TLT, oriented towards deployment, is a model training framework that inherently includes transformation capabilities for post-training models. Simply using the tlt-converter allows the TensorRT inference engine to build from the .etlt output model trained by TLT. Additionally, hardware and software for deployment on devices require conversion using the corresponding version of tlt-converter. The following are all configuration options:
Installing DeepStream Environment
We have documented the steps for installing the DeepStream environment, as well as the process of building the TensorRT engine for the .etlt model. This includes methods for installing other packages needed for this project, such as MQTT client, and more. For
detailed installation steps, please refer to our prepared environment setup tutorial.
Running DeepStream
deepstream_app/deepstream_mqtt_rtsp_out.py is the configuration for running deepstream python binding. This program performs object detection inference, streams images in RTSP format, and sends the resulting inference data to the MQTT broker, storing it in the database for future visualization.
6. Data Dashboard
Plotly Dash
Plotly Dash is a framework for interactive data visualization. It allows writing a frontend page for data visualization using non-front-end languages. The other sub-packages extended by this package simplify the web style and layout process, making it ideal for quickly developing web-based data visualization.

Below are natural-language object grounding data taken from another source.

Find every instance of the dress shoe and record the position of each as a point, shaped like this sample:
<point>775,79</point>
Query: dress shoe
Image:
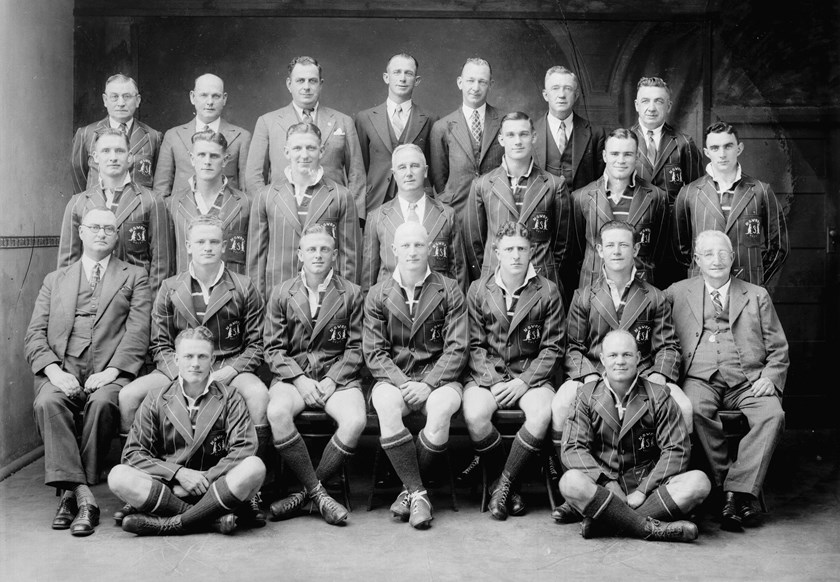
<point>288,506</point>
<point>421,510</point>
<point>331,510</point>
<point>66,511</point>
<point>401,507</point>
<point>674,531</point>
<point>86,520</point>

In addition, the live-update feature provided by this package allows the web page to continuously update dynamically, making it especially suitable for the dashboard requirements of this project.
Dash Bootstrap Components
Bootstrap is an open-source front-end framework for website and web application development. It includes frameworks for HTML, CSS, and JavaScript, providing fonts, forms, buttons, navigation, and various components, as well as JavaScript extension packages. Its goal is to make the development of dynamic web pages and web applications easier.

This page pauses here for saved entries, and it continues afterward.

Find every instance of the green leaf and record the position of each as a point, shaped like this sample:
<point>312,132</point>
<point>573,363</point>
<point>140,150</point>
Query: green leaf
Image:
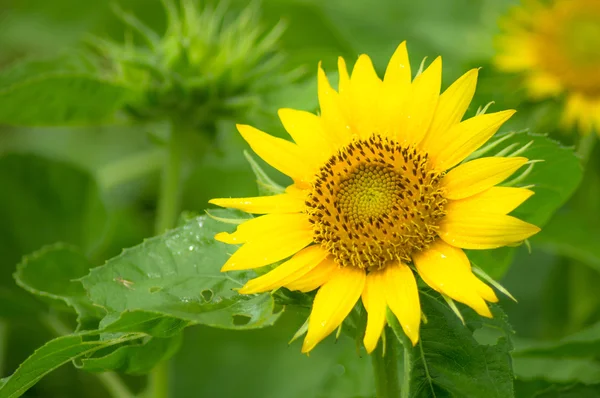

Using Dash Bootstrap Components allows for the direct inheritance of the frameworks defined by Bootstrap, enabling the quick and easy layout configuration of web pages.
MQTT broker
Eclipse Mosquitto
Users can choose an MQTT broker based on their preferences. In this project, we use Eclipse Mosquitto. Once installed, simply start the MQTT broker to begin receiving data.
Database Setup
MySQL
This project uses MySQL to set up the database. Users can choose their preferred database type. The purpose of the database is to write the data flow from Jetson Nano to the MQTT broker into the database. Plotly Dash periodically updates the data and presents the latest data on the dashboard.

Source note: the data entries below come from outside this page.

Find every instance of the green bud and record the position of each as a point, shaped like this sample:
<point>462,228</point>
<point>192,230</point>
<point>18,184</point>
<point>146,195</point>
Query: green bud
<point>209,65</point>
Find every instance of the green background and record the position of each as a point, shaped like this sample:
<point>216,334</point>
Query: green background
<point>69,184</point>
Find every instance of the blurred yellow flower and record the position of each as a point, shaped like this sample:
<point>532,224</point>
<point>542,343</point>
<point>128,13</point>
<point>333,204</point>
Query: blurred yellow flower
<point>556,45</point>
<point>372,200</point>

MQTT Topic Subscription and Data Writing to Database
When Deepstream is running on Jetson Nano, it continuously sends inference result data to the MQTT broker through the MQTT communication protocol. By subscribing to this specific topic, you can receive notifications when the latest data flows into a particular topic and write the data to the database. The script for this process is located at mqtt_topic_subscribe/mqtt_msg_to_db.py.
Run the Web Dashboard
Deepstream Deployment and Execution
MQTT broker runs on the data server
Database runs on the data server
With the above conditions, the web dashboard can start running. Please note that the configuration of Deepstream is adjustable, so if users want to replace the model with another object detection model in the future, they only need to modify the configuration files and Deepstream Python executable.